今思うと、間違いなくそれは酔った勢いだった。酒の残滓が体の中に残っていて、自分の行動は酷く理性からは程遠いところにあったように思っている。一方で、機械じみたどこか懐古主義的なカメラは、しっくりと自分の手に馴染んだ。

そのままの勢いで、元々の所有者である父親に直談判し、そしてカメラをあくまで借りるという体のもとで借り受けたのである。お盆期間中に家に帰省した折は、父方の亡くなった祖父の墓参りをして、3日間ほどは手にしたカメラで自分の家の周りを撮影した。

思いつきで手にすることになったカメラだったが、改めて家の周囲を見渡して撮影できるものがないか探してみると、意外といつもとは違った光景が見えてきてそれがまた面白さに拍車をかけた。これまでこれといった趣味は僕の中になかったのだけれど、なんとなく撮影するという行為は今後も続けて行けそうな気がした。

カメラ自体は、父親が若い時に購入したものだったので、今のようなデジタル式ではなくフィルムを装填する方式だった。デジタル式はその場で写真を確認できるし、気に入らなければその場で削除もできる。一方でフィルム式は撮った時点では自分で確認することができない。撮ったら現像するまで削除もできない。不便な代物だったが、その不便さが逆に自分のこれまで生きてきた不器用さとなんだか重なっているような感じがしてどことなく親近感を感じてしまうのだった。

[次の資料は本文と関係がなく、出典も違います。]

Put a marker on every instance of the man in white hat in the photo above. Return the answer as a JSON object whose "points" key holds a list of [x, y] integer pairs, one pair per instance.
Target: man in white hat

そして実家から帰省した折も、僕はことあるごとにカメラを持って撮影をした。これといって何か予定があるわけでもなかったので、塾講師のアルバイトをした帰り道とかその日外でご飯を食べたときとかとりあえずカメラを持って気になるものは片っ端から撮影して行った。

せっかくだからと思い、カメラの本を買って撮影の仕方の基本を勉強した。デジタルカメラの場合は驚くほど様々な機能がついているのだが、その点僕が持っているフィルムカメラの場合は至ってシンプルだった。

光を取り込む量を調節する絞りとシャッターを押してから撮影に至るまでのシャッタースピード、基本はこの2つだけを触ればよい。そして、かつて僕の父が手にしていたカメラは、たまたま露出計が内蔵されているタイプで、絞りとシャッタースピードの設定による写真全体の適切な明るさを確認できるカメラとなっていた。

初め入っていたフィルムは36枚撮りで、気になるものを片っ端から撮影していったらあっという間に撮りきってしまった。携帯でどうすれば写真にできるのかを調べてみると、どうやらカメラ専門店にお願いして写真を現像する必要があるらしい。ちょうど横浜近辺で探してみると、横浜駅内にあるジョイナスという駅ビルの中に「カメラはスズキ」という写真屋さんがあったのでさっそくお願いしてみることにした。現像して受け取るまでは、ちょうど1週間かかるとのことだった。

塾講師の夏期講習のアルバイトをしていたらあっという間に1週間が過ぎ去っていた。さっそく写真を受け取りに行った。現像代とプリント代合わせて¥2,000くらいでなかなか手痛い出費だった。中身を確認してみると前半は父親がかつて撮影したと思しき写真が入っていた。その中には、僕と妹が並んでピースをしている姿。多分、10年前くらいの写真だ。そんなものがいまさら出てくるなんて、なんだか不思議な感じがした。

後半は、僕が家の周りで撮影した写真。ほぼすべてぶれてしまっている。このときはまだ写真の撮り方もろくにわからない中でシャッターを押していたので、仕方ないといえば仕方ないかもしれないけれどなんだか悔しかった。

カメラ屋さんでは、当たり前ながらフィルムも扱っており、10本程度種類の異なる色鮮やかなパッケージが並んでいた。この時、店員さんに少し話を聞いたのだが現在フィルムカメラ自体生産しているところはほとんどなく、それに伴い昔に比べるとフィルムのラインナップは減り、そして価格自体も高騰してしまっているという。

僕は自分のお財布とにらめっこして、最終的にフジフイルムの「業務用100」というフィルムを購入した。ほかのフィルムパッケージと比べるとなんとも質素な見栄えだった。

さっそく横浜駅の外に出て、空を撮影してみる。ガシャン、という小気味良い音が耳の中に残った。空は、薄い雲が若干漂いながらも、薄い青が映えるきれいな空だった。